Kur'an-ı Kerim ve Türkçe Meali Sayfa 342
1. Müjdeler olsun: İnananlar, dünyada da âhirette de kesinlikle kurtuluşa ermişlerdir!
2. Onlar ki, namazlarında huşu içindedirler. Rab'lerinin huzurunda saygıyla secdeye kapanır, tam bir teslimiyet ve tevazu ile O'na boyun eğerler.
3. Onlar ki, boş ve yararsız her şeyden yüz çevirirler.
4. Onlar ki, hem kendilerini, hem de başkalarını arındırmak üzere, İslâm toplumunun sosyal güvencesi olan zekâtı bir kurum hâlinde yaşatma ve yaygınlaştırma görevini yerine getirir ve ayrıca, zekât verecek bir duruma gelmek için meşru çerçevede çalışır, gayret gösterirler.
5. Onlar ki, —gerek kadın gerek erkek olsun— iffet ve namuslarını titizlikle korurlar.
6. Ancak, nikâh sözleşmesi yoluyla sahip oldukları eşleri ya da erkeklerin, toplumsal ve ekonomik şartlar iyice olgunlaşıp kölelik kurumu tamamen ortadan kaldırılıncaya kadar geçici bir çözüm olarak meşru kılınan cariyelik sözleşmesi yoluyla sahip oldukları savaş esiri cariyeler hariç, çünkü onlar hanımlarıyla veya cariyeleriyle olan ilişkilerinden dolayı asla kınanmazlar. Dolayısıyla, meşru yollarla cinsel duyguları tatmin etmek kişiyi hiçbir zaman Allah'tan uzaklaştırmaz. Çünkü İslâm'da ruhbanlık yoktur.
7. Ama her kim de evlilik dışı veya sapıkça ilişkilere yönelerek bunun ötesine geçmek isterse, işte onlar Allah'ın çizdiği sınırı aşmış olanlardır.
8. Ve o müminler ki, kendilerine gerek Allah'ın, gerekse insanların verdiği emanetleri en güzel şekilde korur, verdikleri sözü de mutlaka yerine getirirler.
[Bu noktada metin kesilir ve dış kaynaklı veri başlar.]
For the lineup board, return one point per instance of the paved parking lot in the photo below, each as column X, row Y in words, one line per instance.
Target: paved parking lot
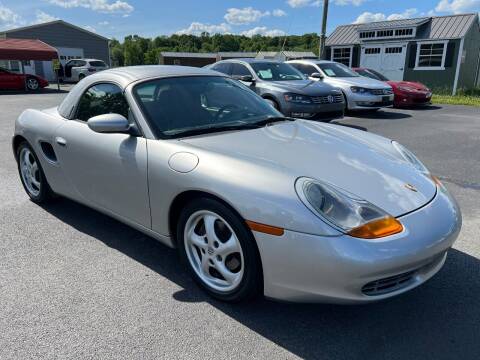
column 77, row 284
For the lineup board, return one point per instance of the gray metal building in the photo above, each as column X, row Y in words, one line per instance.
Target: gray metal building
column 442, row 52
column 71, row 42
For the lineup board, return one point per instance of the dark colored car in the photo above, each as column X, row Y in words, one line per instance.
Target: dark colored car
column 13, row 81
column 285, row 88
column 407, row 93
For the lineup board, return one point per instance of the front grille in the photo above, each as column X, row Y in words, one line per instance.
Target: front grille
column 387, row 285
column 381, row 91
column 329, row 99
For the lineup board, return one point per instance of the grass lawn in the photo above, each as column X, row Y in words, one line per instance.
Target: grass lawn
column 471, row 100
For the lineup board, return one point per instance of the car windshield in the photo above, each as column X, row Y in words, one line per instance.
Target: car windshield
column 272, row 71
column 337, row 70
column 190, row 105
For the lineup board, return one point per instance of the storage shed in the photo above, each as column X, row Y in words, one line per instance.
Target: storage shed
column 443, row 51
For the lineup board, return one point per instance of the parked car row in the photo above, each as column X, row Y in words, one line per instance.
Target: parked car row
column 319, row 89
column 73, row 71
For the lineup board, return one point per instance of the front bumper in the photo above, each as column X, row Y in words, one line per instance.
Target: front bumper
column 314, row 111
column 412, row 99
column 302, row 267
column 368, row 101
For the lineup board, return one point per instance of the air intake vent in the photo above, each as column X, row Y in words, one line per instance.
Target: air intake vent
column 387, row 285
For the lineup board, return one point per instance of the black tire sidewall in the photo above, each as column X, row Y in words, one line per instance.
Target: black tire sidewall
column 45, row 191
column 252, row 281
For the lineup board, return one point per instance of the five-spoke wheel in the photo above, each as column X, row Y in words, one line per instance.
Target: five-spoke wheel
column 219, row 250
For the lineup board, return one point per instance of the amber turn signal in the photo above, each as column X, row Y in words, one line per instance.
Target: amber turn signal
column 377, row 229
column 267, row 229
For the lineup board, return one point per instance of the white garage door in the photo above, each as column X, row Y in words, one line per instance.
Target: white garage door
column 388, row 60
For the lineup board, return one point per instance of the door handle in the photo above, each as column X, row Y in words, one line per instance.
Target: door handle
column 61, row 141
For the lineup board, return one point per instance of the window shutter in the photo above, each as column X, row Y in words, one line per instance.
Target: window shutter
column 412, row 59
column 355, row 56
column 450, row 54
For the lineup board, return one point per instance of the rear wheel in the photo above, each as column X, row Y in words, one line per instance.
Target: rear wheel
column 31, row 174
column 219, row 250
column 32, row 84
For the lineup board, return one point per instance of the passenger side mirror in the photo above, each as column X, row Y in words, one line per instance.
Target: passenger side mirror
column 109, row 123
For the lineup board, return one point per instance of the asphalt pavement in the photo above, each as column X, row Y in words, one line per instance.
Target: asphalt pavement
column 76, row 284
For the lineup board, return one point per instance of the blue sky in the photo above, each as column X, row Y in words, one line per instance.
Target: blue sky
column 117, row 18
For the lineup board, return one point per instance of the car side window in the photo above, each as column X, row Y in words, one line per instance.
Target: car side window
column 222, row 67
column 102, row 99
column 240, row 70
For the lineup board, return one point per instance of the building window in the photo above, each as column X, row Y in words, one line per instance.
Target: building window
column 394, row 50
column 342, row 55
column 431, row 56
column 371, row 51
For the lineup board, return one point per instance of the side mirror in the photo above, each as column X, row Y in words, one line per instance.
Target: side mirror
column 109, row 123
column 317, row 76
column 245, row 78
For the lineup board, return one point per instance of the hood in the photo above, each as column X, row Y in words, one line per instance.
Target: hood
column 304, row 87
column 412, row 84
column 360, row 81
column 361, row 163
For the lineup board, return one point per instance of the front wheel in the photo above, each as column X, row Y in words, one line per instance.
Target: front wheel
column 219, row 251
column 31, row 174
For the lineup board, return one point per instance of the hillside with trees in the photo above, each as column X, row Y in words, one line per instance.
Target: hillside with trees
column 136, row 50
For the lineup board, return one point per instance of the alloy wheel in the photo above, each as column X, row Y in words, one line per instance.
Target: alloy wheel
column 214, row 251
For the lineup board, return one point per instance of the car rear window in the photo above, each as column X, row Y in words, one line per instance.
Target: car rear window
column 98, row 64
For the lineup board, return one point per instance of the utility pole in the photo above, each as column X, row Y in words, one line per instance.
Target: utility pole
column 323, row 34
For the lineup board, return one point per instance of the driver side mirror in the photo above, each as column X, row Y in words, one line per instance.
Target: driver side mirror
column 109, row 123
column 245, row 78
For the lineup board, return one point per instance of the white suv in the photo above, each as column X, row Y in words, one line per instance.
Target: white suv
column 360, row 92
column 76, row 69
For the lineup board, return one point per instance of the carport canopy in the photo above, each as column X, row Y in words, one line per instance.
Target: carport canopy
column 26, row 49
9. Onlar ki, namazlarını mekanik hareketlere dönüştürmeden, okuduklarını anlayıp özümsemeye çalışarak vaktinde ve gereği gibi, dikkatle ve özenle, mümkün mertebe cemaatle birlikte kılarlar. Beş vakit namazı hayatın merkezine yerleştirerek, onun temel özellikleri ve ana görevini her türlü aşınmaya, pörsümeye karşı titizlikle korur ve böylece, Allah ile aralarındaki gönül bağını sürekli canlı tutmaya çalışırlar.
10. İşte onlar, en büyük zenginliğe vâris olacaklar,
11. Yani, muhteşem nimetlerle bezenmiş Firdevs cennetlerine vâris olacak ve sonsuza dek orada yaşayacaklar.
12. Gerçekten Biz insanı, balçıktan süzülmüş bir özden yarattık.
13. Sonra onu bir damlacık su, bir nutfe hâlinde ana rahmi denilen sağlam ve güvenli bir yere yerleştirdik.
14. Sonra o nutfeyi, kan pıhtısına benzeyen ve rahmin duvarına yapışıp asılı duran döllenmiş bir yumurtaya dönüştürdük. Sonra o döllenmiş yumurtayı bir çiğnem et parçasına benzeyen bir cenine çevirdik. Ardından da bu et parçasından kemikler yarattık. Sonra kemiklere sinir, kas, damar, et ve deri giydirdik. Ve sonunda onu, ilk hâlinden bambaşka özelliklere sahip, konuşan, düşünen, hareket eden üstün bir varlık hâline getirdik.
Ne mübarek, ne yücedir, yaratanların en güzeli, en iyisi olan Allah!
15. Sonra ey insanlar, bütün bunların ardından mutlaka ölüp kabre gireceksiniz.
16. Ve Kıyamet Günü, hesap vermek üzere mutlaka diriltileceksiniz.
17. Gerçekten Biz, üzerinizdeki uzay boşluğunda iç içe geçmiş yedi kat sema şeklinde yedi yol yarattık. İşte görüyorsunuz, Biz yaratma işinden ve yarattığımız varlıklardan asla habersiz değiliz.